This tutorial steps through all necessary program runs to calculate Bayes factors for comparing different gene flow models. We need to do the following:

  • Decide on the models that are interesting for a comparison. The method does not work well for a fishing expedition where one would try to evaluate all possible models; this is only possible only for population models with very few number of populations. It will be possible to enumerate all models for two or three populations but more will be very daunting.
  • Run each model through MIGRATE. Use the same prior settings for each of them because the prior distribution has some influence on the Bayes factors. Use the heating menu to allow for at least four chains. The menu supplies a shortcut to specify the temperatures, it is #. It generates temperatures that are spaced in a particular way: they are spaced so that the inverse of the temperature are regularly spaced on the interval 0 to 1. For example, the 4 different chains have temperatures 1.0, 1.5, 3.0, 100,000.0, this results in the spacing 1.0, 0.666, 0.333, and 0.0.
  • Compare the marginal likelihood of the different runs and calculate the Bayes factor and calculate the probability for each model.


More Details

thump

The following pages detail all steps using a small example. We use a simulated dataset that was generated using parameters that force a direction of migration from the population Ascona (A) to the population Brisago (B). The Brissago population is larger than the Ascona population and no individual from Brissago ever goes to Ascona, but Brissago receives about 1 migrant every four generation from Ascona. The dataset name is twoswisstowns (if you are not at the workshop then download here) We will evaluate a total of 7 population models.
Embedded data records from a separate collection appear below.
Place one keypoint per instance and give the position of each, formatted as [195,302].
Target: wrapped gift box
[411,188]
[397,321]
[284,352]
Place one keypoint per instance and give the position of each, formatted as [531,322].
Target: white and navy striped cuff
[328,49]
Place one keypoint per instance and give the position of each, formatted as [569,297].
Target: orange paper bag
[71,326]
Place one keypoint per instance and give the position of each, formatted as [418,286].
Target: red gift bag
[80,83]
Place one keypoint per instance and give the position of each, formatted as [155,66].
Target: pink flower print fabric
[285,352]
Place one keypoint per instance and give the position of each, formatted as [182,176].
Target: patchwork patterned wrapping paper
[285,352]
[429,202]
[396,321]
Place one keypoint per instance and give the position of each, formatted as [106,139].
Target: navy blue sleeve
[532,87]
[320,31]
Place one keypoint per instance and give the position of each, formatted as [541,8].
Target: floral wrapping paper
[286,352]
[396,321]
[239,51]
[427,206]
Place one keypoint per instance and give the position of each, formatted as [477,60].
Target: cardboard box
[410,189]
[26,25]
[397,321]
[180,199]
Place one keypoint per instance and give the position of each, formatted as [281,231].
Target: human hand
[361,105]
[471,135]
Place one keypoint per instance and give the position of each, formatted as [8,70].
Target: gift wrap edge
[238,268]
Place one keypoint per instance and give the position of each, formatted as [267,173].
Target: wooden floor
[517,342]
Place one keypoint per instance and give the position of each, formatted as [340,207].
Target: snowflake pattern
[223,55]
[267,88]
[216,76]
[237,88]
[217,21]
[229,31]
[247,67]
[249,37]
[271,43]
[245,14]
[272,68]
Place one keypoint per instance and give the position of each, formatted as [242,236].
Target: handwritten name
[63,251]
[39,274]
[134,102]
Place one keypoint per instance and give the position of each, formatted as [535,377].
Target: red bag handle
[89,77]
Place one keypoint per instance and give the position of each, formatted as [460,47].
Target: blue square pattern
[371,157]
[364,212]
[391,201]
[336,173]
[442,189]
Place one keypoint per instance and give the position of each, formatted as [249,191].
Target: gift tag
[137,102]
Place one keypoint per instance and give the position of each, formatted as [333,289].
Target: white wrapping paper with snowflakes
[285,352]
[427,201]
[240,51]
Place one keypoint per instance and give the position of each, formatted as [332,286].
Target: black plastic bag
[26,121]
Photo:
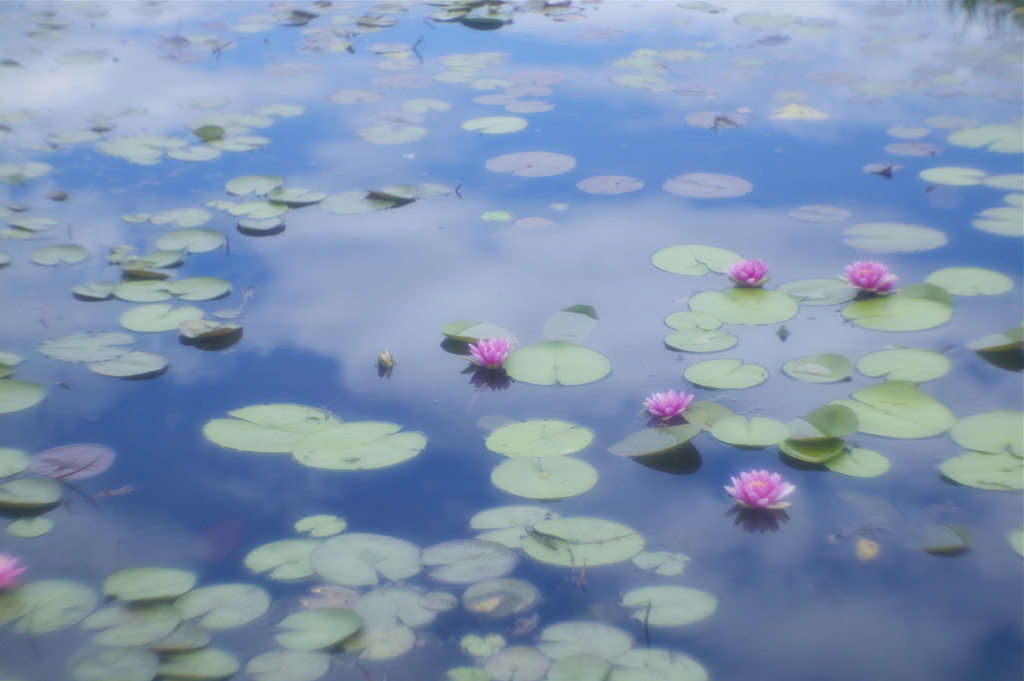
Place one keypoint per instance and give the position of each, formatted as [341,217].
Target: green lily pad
[46,606]
[756,432]
[194,240]
[971,281]
[224,605]
[995,432]
[203,664]
[743,305]
[548,363]
[317,629]
[894,409]
[905,364]
[356,559]
[267,428]
[985,471]
[132,365]
[859,463]
[135,584]
[656,440]
[725,374]
[288,666]
[468,560]
[539,438]
[17,395]
[156,317]
[818,291]
[125,665]
[581,541]
[285,560]
[544,477]
[126,626]
[69,254]
[916,307]
[567,639]
[819,368]
[693,260]
[699,340]
[670,606]
[357,445]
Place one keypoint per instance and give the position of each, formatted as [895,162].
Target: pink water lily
[760,490]
[8,570]
[668,405]
[869,275]
[749,273]
[492,352]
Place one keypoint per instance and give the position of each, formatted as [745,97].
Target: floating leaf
[670,606]
[819,368]
[582,541]
[539,438]
[544,477]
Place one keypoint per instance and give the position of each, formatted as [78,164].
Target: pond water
[356,178]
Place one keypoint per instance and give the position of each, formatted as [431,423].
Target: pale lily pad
[466,561]
[267,428]
[818,291]
[581,541]
[971,281]
[756,432]
[894,409]
[693,260]
[158,316]
[61,253]
[127,665]
[548,363]
[656,440]
[357,445]
[140,584]
[670,606]
[126,626]
[916,307]
[356,559]
[46,605]
[531,164]
[317,629]
[819,368]
[893,238]
[288,666]
[539,438]
[708,185]
[745,305]
[567,639]
[224,605]
[698,340]
[1000,431]
[284,560]
[859,463]
[132,365]
[905,364]
[725,374]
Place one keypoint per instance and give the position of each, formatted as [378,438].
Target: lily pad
[745,305]
[905,364]
[356,559]
[548,363]
[581,541]
[895,409]
[539,438]
[725,374]
[357,445]
[819,368]
[670,606]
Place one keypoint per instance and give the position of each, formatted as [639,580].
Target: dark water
[332,290]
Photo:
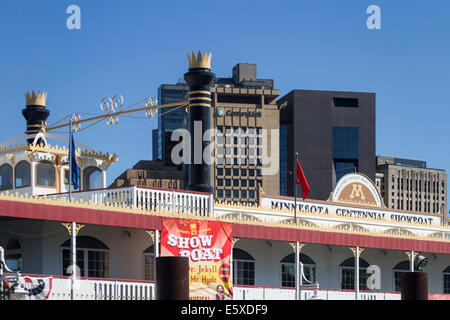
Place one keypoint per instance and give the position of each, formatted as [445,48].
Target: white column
[33,178]
[104,179]
[74,261]
[298,275]
[156,254]
[357,273]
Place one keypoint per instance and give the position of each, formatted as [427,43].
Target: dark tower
[199,78]
[35,113]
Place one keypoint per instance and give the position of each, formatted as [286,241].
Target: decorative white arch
[44,136]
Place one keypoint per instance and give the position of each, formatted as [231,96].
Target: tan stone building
[247,118]
[407,184]
[151,174]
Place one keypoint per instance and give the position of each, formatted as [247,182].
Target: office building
[408,184]
[242,107]
[333,133]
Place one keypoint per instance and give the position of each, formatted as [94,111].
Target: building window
[398,270]
[45,174]
[243,267]
[348,274]
[92,178]
[92,257]
[5,177]
[288,269]
[345,150]
[13,255]
[149,263]
[447,280]
[345,102]
[22,174]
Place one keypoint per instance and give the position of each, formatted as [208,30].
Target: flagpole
[295,188]
[72,242]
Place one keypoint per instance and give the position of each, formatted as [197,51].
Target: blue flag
[75,170]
  1. a full migration model with two population sizes and two migration rates (from A to B and from B to A);
  2. a model with two population sizes and one migration rate to Brissago;
  3. a model with two population sizes and one migration rate to Ascona;
  4. a model where Ascona and Brissago are part of the same panmictic population.
  5. a model where Ascona is an ancient city and Brissago was built a new from people who left Ascona; but Brissago is still attractive and people migrate to there ever since.
  6. a model where Brissago is an ancient city and Ascona was built a new from people who left Brissago; but Ascona is still attractive and people migrate to there ever since.
  7. a model where Ascona is an ancient city and Brissago was built a new from people who left Ascona and they became hostile towards each other and nobody moves between the cities.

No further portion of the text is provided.